- Born: December 30, 1945 (age 79) South Padre Island, Texas
- Area: Cartoonist, Writer, Penciller, Inker, Colourist
- Notable works: Thadeus & Weez The Daily Scribble LawComix

= Charles Fincher =

American cartoonist and lawyer

Charles Pugsley Fincher (born December 30, 1945, in San Benito, Texas) is an American cartoonist and lawyer. His cartoons and comics focus on the law.

==Education==
Fincher received his bachelor's degree from the University of Texas at Austin in 1968, and he was a distinguished military graduate of St. Mary's University School of Law, where he received his juris doctor in 1971.

==Career==
He was admitted to the State Bar of Texas in 1971 and admitted to practice before the Fifth Circuit and the U.S. District Court, Southern District of Texas. He has practiced law ever since.

In the 1970s, Fincher began publishing his law-related comics and strips. During 1987 he began his long-running Texas-themed political newspaper comic strip, Thadeus & Weez, which ran in 19 Texas newspapers before being retired in 2005. Also in 2005, he won "Best Web Cartoon" in the "People's Pick" category from About.com for The Illustrated Daily Scribble. Besides Texas newspapers, his editorial cartoons have appeared in the Arizona Daily Star and the Boston Herald, and his work has been reprinted in textbooks and legal journals.

For five years, Fincher's monthly lawyer strip Fenwilder & Jones ran in the ABA Journal.

Fincher ended his long-running political comic strip, The Illustrated Daily Scribble, in 2006, because, he said, "The Bush administration is hard to satirize."

A year later, he resumed Scribble and launched two new strips, Scribble-in-Law and Scribble Beach. His most recent cartoon characters include Bitcher & Prickman, comic law partners. He is also the founder of LawComix, a cartoon site for lawyers.
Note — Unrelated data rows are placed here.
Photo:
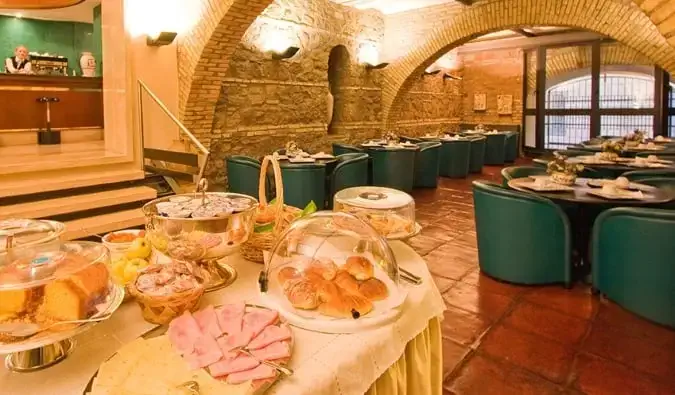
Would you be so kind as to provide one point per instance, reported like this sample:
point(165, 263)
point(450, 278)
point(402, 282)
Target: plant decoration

He is the creator of Legal Isms, comic strips about lawyers, contracted by LexisNexis.

In 2008, Fincher was commissioned by the ABA's Council of Appellate Staff Attorneys (CASA) to paint a fantasy illustration of constitutional law professor Erwin Chemerinsky as a shortstop with the Chicago Cubs, the scholar's favorite team. The painting was presented to Chemerinsky at a conference.

Fincher practices at the Allison Law Firm, a private firm in South Padre Island, Texas that specializes in serious injury and wrongful death lawsuits.